Tu n’as pas envie justement d’aller tenter ta chance aux States toi qui aimes ce pays ?
J’y retourne régulièrement, on va jouer à l’Apollo Theater, on va jouer pour la Jazz Fondation, il y a des gens qui sont en train de travailler pour moi pour essayer de créer des choses, mais j’ai envie aussi de jouer en Allemagne car je sais qu’il y a un public très branché Blues-Rock. Mais pour ça il faut du temps et en ce moment la France m’en prend beaucoup mais je pense que je vais essayer de bouger, par exemple avec une tournée de deux ou trois mois dans des pays limitrophes déjà. Mais dès qu’il y a des invitations qui se font aux Etats-Unis bien entendu j’y vais.

Justement, tu tournes beaucoup cette année, tu n’as pas peur d’avoir le retour de bâton l’année prochaine avec peu de programmation du fait que tu es un peu partout en ce moment ?
On l’a toujours… c’est pour ça que ce métier est à la fois merveilleux et stressant parce qu’on se demande toujours si l’année prochaine on aura toujours envie de nous, mais le jour où l’on aura plus envie de moi je ne ferai pas le forcing et j’irai voir ailleurs.
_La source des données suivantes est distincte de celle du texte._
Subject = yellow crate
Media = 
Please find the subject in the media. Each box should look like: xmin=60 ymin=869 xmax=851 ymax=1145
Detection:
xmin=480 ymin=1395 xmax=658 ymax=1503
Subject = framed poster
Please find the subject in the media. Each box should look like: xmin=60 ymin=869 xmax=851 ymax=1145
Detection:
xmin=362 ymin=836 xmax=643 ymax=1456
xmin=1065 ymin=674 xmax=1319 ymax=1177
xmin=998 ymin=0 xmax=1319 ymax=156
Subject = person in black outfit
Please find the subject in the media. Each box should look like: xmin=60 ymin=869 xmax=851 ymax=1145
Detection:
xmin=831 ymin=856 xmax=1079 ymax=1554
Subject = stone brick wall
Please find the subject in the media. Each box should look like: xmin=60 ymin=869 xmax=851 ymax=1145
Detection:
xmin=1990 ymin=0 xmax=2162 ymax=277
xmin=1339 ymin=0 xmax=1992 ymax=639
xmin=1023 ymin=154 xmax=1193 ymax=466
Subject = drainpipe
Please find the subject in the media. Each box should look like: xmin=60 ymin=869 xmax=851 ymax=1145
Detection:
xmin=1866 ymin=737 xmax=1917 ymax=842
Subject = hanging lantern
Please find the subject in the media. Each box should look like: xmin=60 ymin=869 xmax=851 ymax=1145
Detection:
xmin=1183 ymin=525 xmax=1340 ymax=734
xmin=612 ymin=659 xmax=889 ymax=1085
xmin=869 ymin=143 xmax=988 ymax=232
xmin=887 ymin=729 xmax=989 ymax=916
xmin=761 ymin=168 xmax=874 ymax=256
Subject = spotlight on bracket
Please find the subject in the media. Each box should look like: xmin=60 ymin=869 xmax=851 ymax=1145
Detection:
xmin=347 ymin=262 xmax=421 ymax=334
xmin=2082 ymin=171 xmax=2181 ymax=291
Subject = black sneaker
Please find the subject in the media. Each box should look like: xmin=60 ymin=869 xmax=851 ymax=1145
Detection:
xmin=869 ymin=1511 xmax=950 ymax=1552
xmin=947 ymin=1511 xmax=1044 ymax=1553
J’ai lu quelque part que tu avais fait la première partie de Johnny Winter qui vient de disparaître, tu as eu des relations en dehors de la scène avec lui ?
Absolument pas. En fait mon label est « raccordé » de plus ou moins loin à celui de Winter et cela a facilité certaines choses mais je retiens surtout un truc, c’est que l’on a fait la première partie de Johnny Winter à l’Olympia sans électricité ! C’est Alvin Lee qui devait faire le co-plateau au départ mais il est malheureusement décédé, et on nous a donc alloué un espace dans le hall parce que je voulais faire un truc comme ça, un peu comme dans le bayou, où les gens sortent pour aller boire un coup au bar et où c’est très sympa de jouer devant eux comme ça. Et à deux heures du début du concert on est venu me voir en me disant « Désolé Manu mais tu n’auras pas d’électricité, il faudra le faire A Capella » ! J’avais mon nom sur le devant de l’Olympia et il n’était pas question de ne pas le faire ! On m’avait fait « bander » pendant six mois avec cette ouverture pour Johnny Winter et L’Olympia refusait de me donner une simple prise électrique ! Donc je suis allé vite fait acheter des amplis à piles à Pigalle, je me suis fait prêter des trucs par des potes qui ont des magasins de musique et on fait ça genre « ambiance métro », on a fait l’Olympia comme des clochards !!

Tu as participé à ce fabuleux concert qui était la soirée hommage à la route du Blues à Cahors. Soirée exceptionnelle pour toi aussi comme pour nous côté public ? Et est ce que vous avez fait le « match retour » du Po’ Monkey’s avec Terry Harmonica Beans ?
Oui c’était super cool ce concert, de revoir plein de gens que j’aime bien et puis de retrouver Terry bien entendu. C’est moi qui ai d’ailleurs suggéré à Kathy Boyé de me mettre en duo avec lui et ça a bouclé un truc comme ça, il était du coup « sur mes terres » pour le match retour, et c’était vraiment une super soirée que Kathy a organisée avec beaucoup de générosité. Quand tu le fais tu ne te rends pas compte, mais quand on revoit les images avec le Gospel derrière, c’est vraiment un truc de folie avec tout ce groupe de chanteurs et un plateau de dingue !! Alors c’est très rapide en fait parce qu’on joue un ou deux titres et ensuite on sort, je pense que Craig Adams par exemple a du apprécier le truc encore beaucoup plus, mais c’est aussi pour ça qu’il faut apprendre à savourer l’instant présent.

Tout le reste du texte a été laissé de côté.